Anne, my best friend from my home town, was in Seattle recently and as we caught up over a glass of wine she reminded me of a conversation we'd had as teens about our futures.  Apparently I'd announced I would become a philanthropist.  I must have imagined glittering parties where I would hobnob with big-hearted celebrities while debating which auction item to buy for the good of the world.  Where or how I might come by my millions to donate was merely a detail.  I smile fondly at my young self but realize now how fortunate I was to have family "philanthropists" as role models.  My maternal grandfather was a volunteer fireman, my paternal grandfather was a fundraising powerhouse for school athletic programs, my mother has raised money with her PEO club (and countless other women’s groups) and my father has given time and money through his Rotary Club.  At my Catholic high school, all seniors had to choose a personal volunteer project for a class called Christian Service so I chose to walk dogs at the Humane Society, which ended up being a healthy dose of animal therapy for an angst-y teenager.

Fast forward a few years and guess what?  I have attended many charity auctions and black-tie fundraising galas but rather than accepting awards for my humanitarian largesse, I've usually been in the wings printing name badges, directing a parade of servers, making sure the speakers had water bottles and checking microphones.  And while these events can raise a lot of money, the truth is that glitzy fundraisers are a dime a dozen and are becoming passe.  The cost to put on those swanky events could instead be going directly to the cause itself.  PONCHO, the venerable Seattle institution which spent 50 years raising $35 million dollars to distribute to local arts organizations decided to close down recently as they realized the fundraising model is changing.  Donors want transparency to make sure their money is maximized.  With today's technology, grassroots fundraising is becoming more and more powerful as social networking and websites like Catapult spread the word, raise money and keep organizational costs down.

Better than spending time in stuffy conference centers with lukewarm dinners and cheap champagne, I now prefer community action fundraising events.  Yesterday I helped raise over $10,000 by walking 15 miles with the Seattle Ladies Underground Giving, affectionately know as the SLUGS.  The collaborative effort involved 25 women gathering $25 from 25 people to build a pre- and post-natal clinic in Malawi through Partners in Health.  Since becoming a mother myself and learning that complications from pregnancy and childbirth are the leading causes of death for 15-19 year old women and adolescent girls in developing countries, maternal health is my banner cause.  The event raised a pile of money and we all enjoyed a sunny day out in Green Lake Park exercising with our families and friends.  Margaret Mead's words ring ever true:  "Never doubt that a small group of thoughtful, committed citizens can change the world; indeed, it's the only thing that ever has."

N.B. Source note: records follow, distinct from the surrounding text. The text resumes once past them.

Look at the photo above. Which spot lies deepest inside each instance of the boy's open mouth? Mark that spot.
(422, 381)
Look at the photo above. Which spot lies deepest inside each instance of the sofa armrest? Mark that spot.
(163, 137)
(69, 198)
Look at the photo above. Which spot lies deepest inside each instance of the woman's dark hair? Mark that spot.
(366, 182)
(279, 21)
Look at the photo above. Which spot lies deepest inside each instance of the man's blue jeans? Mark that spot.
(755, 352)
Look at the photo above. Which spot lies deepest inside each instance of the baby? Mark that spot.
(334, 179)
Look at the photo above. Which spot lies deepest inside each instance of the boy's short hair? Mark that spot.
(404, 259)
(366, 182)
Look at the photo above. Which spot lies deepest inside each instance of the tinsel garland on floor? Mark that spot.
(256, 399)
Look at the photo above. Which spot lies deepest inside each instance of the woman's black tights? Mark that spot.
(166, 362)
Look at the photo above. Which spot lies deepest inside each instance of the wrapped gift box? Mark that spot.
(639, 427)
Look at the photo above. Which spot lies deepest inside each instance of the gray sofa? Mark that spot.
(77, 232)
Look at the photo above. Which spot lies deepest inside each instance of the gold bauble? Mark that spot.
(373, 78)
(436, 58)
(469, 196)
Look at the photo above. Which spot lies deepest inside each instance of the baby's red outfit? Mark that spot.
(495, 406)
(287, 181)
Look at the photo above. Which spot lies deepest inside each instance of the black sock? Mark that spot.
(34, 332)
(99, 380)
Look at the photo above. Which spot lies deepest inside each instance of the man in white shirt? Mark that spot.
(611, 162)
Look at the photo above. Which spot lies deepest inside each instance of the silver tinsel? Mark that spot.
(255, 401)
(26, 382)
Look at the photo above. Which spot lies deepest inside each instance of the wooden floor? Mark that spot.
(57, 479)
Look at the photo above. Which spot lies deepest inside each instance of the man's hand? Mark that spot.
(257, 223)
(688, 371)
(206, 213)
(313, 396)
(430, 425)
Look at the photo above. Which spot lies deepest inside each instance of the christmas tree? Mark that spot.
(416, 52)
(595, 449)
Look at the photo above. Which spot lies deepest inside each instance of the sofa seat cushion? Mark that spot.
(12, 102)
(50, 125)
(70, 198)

Photo courtesy of Julie Myers

As he grows older, I want to teach my own son to be a caring and generous community supporter. I like the idea of giving a child $25 (or whatever amount is appropriate) and sitting down together each year to create a giving plan for causes that are important to him.  Perhaps he'll want to adopt an endangered animal, donate toys and clothes to a homeless shelter or serve dinner at a soup kitchen.  Everyone has different causes that tug on their heartstrings.

What causes do you care about deeply?  What charities make you pull out your pocketbook?  Not only money, but time and advocacy too are important drivers for changing the world.  It is possible that you may not even realize that you are a philanthropist.  If you volunteer at your child's school, buy Girl Scout Cookies or offer a dollar to the down-on-his-luck-veteran outside the grocery store, you too are a philanthropist.  Vigorous applause please as we hand out humanitarian awards all around.  My fellow SLUGS and all our supporters get an extra gold star.  Thank you for all you do to make the world a better place.